Since Terraform Core is already a pretty complicated codebase with many interacting features, our usual definition of "pragmatism" is unfortunately kinda the opposite of your framing here: everything should be implemented in providers unless there's a technical reason why it cannot be, or if it would behave better when implemented in Terraform Core. Anything in Terraform Core must necessarily be more complicated in order to meet many possible use-cases at once, whereas something in a provider can focus only on the needs of that particular target system. Rate limiting strategies vary between systems, so I expect it will be simpler to implement a throttle focused on one particular target system rather than a generic solution that works well for everything.

Given that your original framing here suggested that this was related to Azure in particular -- and, if I'm reading right, possibly for one specific Azure service that happens to have an aggressive rate limit -- I would suggest starting by sharing this use-case in the Azure provider repository. You might be right that the Azure provider team would find this less important to implement than other things in the provider, but that is a decision for that team to make, and isn't sufficient reason to implement something in Terraform Core where we also need to carefully prioritize our work to ensure we're implementing the most impactful things, and that we can continue to maintain all of the many core features efficiently in future.
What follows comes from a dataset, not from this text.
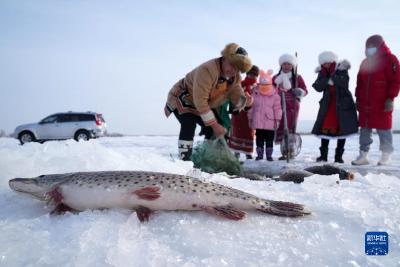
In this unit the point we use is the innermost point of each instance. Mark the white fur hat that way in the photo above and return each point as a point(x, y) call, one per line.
point(287, 58)
point(327, 57)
If the Azure provider team does find that this would be more practical to implement with some help from Terraform Core features then we can have that discussion, but I'd like to let them take the lead on determining that. Within the bounds of the provider protocol today in principle a provider could:

  • If necessary, offer optional arguments in the provider configuration to control rate limits. (I expect that would be necessary only if these rate-limits vary significantly between customers and cannot be discovered automatically via the API.)
  • Either configure the existing platform SDK client to block and retry when a rate limit is exceeded, if the SDK offers such a feature, or wrap the SDK client with something new that does. From Terraform Core's perspective, this would just look like a particular request taking longer, which Terraform Core should tolerate just fine.
  • If it seems likely that rate limiting will sometimes cause a long delay, consider also supporting cancellation via the Stop message to immediately halt backoff/retry and return an error, so that Ctrl+C will work to interrupt the long-running operation.
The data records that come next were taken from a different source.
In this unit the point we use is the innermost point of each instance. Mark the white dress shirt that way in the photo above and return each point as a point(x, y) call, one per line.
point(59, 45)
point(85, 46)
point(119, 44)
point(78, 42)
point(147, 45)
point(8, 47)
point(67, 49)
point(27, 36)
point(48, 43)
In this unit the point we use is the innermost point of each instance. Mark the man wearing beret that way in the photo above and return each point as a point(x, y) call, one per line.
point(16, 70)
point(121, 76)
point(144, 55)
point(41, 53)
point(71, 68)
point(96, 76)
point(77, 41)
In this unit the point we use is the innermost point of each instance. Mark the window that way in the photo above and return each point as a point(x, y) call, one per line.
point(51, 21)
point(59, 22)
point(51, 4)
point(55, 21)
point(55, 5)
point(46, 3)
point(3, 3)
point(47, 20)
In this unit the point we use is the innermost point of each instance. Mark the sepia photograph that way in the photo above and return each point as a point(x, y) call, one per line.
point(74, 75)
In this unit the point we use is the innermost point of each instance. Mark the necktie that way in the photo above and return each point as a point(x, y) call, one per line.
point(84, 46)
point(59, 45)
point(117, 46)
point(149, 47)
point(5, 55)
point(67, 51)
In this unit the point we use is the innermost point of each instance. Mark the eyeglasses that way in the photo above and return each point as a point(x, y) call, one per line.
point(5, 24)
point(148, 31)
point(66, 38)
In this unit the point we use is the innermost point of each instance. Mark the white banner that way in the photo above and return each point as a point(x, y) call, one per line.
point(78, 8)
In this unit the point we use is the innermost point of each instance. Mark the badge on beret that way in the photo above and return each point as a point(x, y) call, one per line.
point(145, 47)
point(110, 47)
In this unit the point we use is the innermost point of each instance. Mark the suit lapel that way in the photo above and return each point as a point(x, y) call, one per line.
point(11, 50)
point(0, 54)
For Azure in particular, since Azure already seems to have well-documented patterns for handling rate limits and throttling, hopefully the official clients offer mechanisms for implementing what's described on that page, but the Azure Go SDK is large and apparently spread over several codebases, so I'll have to leave the Azure provider team to determine whether this is something they can "just enable" in the existing SDK or something the provider itself would need to implement.

apparentlymart avatar May 25 '22 18:05 apparentlymart

I've just been looking at the same issue for managing Azure DNS (with a rate limit of 500 reads per 5 minutes).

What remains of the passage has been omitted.